Silvester mit Baby: Wie laut knallt‘s zu Silvester?

Ein Feuerwerkskörper, der unmittelbarer Nähe gezündet wird, entfaltet einen Schalldruck um 120 Dezibel und kann ein Knalltrauma verursachen. Dieses fühlt sich an wie ein Druckgefühl im Ohr, so als wäre es verstopft. Zudem kommt es zu einer Überempfindlichkeit von Geräuschen. Schwindel und Störungen des Gleichgewichts können ebenso auftreten, wie ein Pfeifton (Tinnitus). Letzterer kann neben einer Hörminderung dauerhaft bestehen bleiben.

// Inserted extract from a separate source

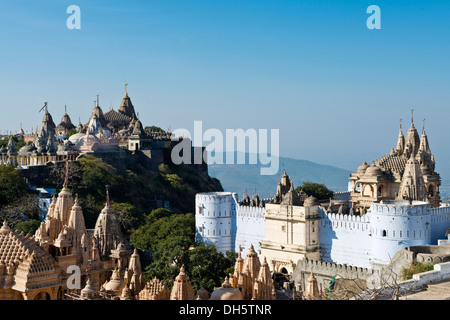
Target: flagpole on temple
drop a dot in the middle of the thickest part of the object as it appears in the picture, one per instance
(66, 180)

Silvester sicher feiern mit Baby und ungeborenem Kind

Einmal mehr lautet die Empfehlung an Eltern daher, beim Bewundern des Silvesterspektakels mit ihren Kindern auf einen gewissen Sicherheitsabstand zu achten. Wer den Kleinen die Begeisterung beim privaten Zünden von Raketen und Böllern dennoch nicht vorenthalten möchte, sollte auf einen kindgerechten Gehörschutz nicht verzichten. Im Idealfall verschläft das Baby Silvester. Sollte es jedoch keinen Raum geben, in dem für die nötige akustische Abschottung gesorgt werden kann, empfiehlt es sich auch hier, einen speziell auf die kleinsten angepassten Gehörschutz zu benutzen. Für Schwangere gilt: Wer das Silvesterfeuerwerk aus der Ferne bestaunt und nicht selbst mit Knallkörpern um sich wirft, ist auf der sicheren Seite.